Su cresta color verde había desaparecido, y las puntas de su oscuro cabello eran ahora blancas. Parecía un alto puercoespín acarreando una enorme mochila con su monopatín enganchado en un costado. A Daisy no le importaba. Se alegró tanto de verle que se olvidó de la norma de no realizar muestras de afecto en público. Se puso de puntillas y le pasó el brazo libre por detrás del cuello. Le besó en la mejilla y le abrazó muy fuerte. Al parecer él también olvidó aquella norma no escrita, porque dejó caer la bolsa al suelo y correspondió a su abrazo.

– Por favor, mamá. No vuelvas a dejarme en esas condiciones -le rogó Nathan.

Ella se echó a reír y le apartó de sí para observar sus ojos azules.

– No te dejaré. Te lo prometo -dijo volviéndose hacia Pippen-. Éste es tu primo. ¿A que es mono?

Nathan le estudió durante unos segundos.

– Mamá, este niño lleva el pelo largo por detrás.

Daisy había supuesto que a un chico que llevaba una cresta no iba a sorprenderle que un niño llevase el pelo largo por detrás.

– No es culpa suya -dijo Daisy mirando a Pippen-. Su madre no quiere cortarle los ricitos.

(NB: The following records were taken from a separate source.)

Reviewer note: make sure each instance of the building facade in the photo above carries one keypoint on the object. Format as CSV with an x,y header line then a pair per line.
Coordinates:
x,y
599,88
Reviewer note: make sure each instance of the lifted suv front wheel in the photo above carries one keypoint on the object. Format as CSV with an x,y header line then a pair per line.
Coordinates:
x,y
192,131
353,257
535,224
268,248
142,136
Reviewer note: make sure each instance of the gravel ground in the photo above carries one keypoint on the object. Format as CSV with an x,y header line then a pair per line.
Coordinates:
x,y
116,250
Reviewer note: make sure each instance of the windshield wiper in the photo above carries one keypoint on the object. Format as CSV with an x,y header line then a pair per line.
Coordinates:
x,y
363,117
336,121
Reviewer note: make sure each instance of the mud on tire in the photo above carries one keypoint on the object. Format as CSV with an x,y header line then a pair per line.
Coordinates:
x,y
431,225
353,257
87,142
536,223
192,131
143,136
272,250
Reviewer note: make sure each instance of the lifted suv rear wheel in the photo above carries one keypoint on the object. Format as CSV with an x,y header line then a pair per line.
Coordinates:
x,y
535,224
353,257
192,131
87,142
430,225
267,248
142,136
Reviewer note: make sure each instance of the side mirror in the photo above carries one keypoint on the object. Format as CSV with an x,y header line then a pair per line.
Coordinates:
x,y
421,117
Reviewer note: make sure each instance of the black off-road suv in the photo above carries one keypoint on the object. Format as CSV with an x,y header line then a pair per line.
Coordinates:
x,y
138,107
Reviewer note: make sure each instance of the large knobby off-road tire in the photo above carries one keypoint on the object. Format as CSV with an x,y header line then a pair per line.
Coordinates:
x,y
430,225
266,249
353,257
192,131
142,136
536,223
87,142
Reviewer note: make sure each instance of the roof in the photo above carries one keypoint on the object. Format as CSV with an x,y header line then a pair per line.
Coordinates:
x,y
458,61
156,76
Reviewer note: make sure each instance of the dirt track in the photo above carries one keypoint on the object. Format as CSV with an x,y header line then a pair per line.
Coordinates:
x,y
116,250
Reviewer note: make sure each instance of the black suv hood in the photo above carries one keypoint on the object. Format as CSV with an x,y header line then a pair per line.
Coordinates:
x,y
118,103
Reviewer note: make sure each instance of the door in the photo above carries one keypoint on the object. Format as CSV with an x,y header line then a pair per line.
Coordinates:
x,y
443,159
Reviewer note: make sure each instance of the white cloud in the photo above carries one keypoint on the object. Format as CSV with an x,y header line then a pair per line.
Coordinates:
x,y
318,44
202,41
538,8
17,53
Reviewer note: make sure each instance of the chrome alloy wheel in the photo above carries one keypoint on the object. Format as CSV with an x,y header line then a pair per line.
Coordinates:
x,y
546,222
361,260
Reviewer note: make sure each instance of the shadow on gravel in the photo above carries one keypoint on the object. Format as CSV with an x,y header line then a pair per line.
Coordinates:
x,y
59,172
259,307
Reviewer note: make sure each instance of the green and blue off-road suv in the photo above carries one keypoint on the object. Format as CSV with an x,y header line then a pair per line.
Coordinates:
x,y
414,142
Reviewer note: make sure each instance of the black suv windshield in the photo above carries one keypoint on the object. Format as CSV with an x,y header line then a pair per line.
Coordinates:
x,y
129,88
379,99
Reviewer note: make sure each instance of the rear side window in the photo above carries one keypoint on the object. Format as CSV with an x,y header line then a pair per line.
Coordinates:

Pippen miró a su tía con aquellos ojos suyos tan grandes y azules, iguales a los de Lily, y después se concentró en su primo. Daisy no supo si Nathan había captado su atención porque era un chico como él o porque le sorprendió el piercing del labio y las cadenas de perro.

– Qué tal, colega. Bonito peinado -dijo Nathan.

– No te burles -le advirtió su madre.

– No me burlo. -Nathan pasó la palma de la mano por el pelo del niño-. Corto por delante y largo por detrás. Je, je, je -rió echando la cabeza hacia atrás.

– ¡Ver dibujos! -dijo Pippen, y entonces se echó a reír, como si también hubiese hecho un chiste.

– Quiere que mires los dibujos animados con él. Sus favoritos son los Blues Clues -le explicó Daisy.

Blues Clues es una mierda. -Nathan agarró su mochila y añadió-: Tienes que ver los Sponge Bob Square Pants.

Nathan no traía maleta y, mientras se dirigían hacia el coche, a Daisy le sorprendió pensar que si las cosas se hubiesen desarrollado según lo previsto en ese momento estaría en Seattle. Viviendo su vida. Se habría librado ya del pasado. Empezaría de cero otra vez. Ella y su hijo Nathan.

Desde que había llegado a Lovett nada había salido según lo previsto, y ahora, precisamente, tendría que mantener su vida en suspenso un poco más. Su madre y su hermana la necesitaban, y tal vez incluso podría ayudarlas. Tal vez quedase y cuidar de Pippen fuese ayuda suficiente.

Su vida no se había ido al garete, se dijo. Ya había pasado una temporada en el infierno. Habían sido dos años terribles, pero todo eso era ya historia. Nathan estaba con ella y, a partir de ese momento, las cosas sólo podían ir a mejor.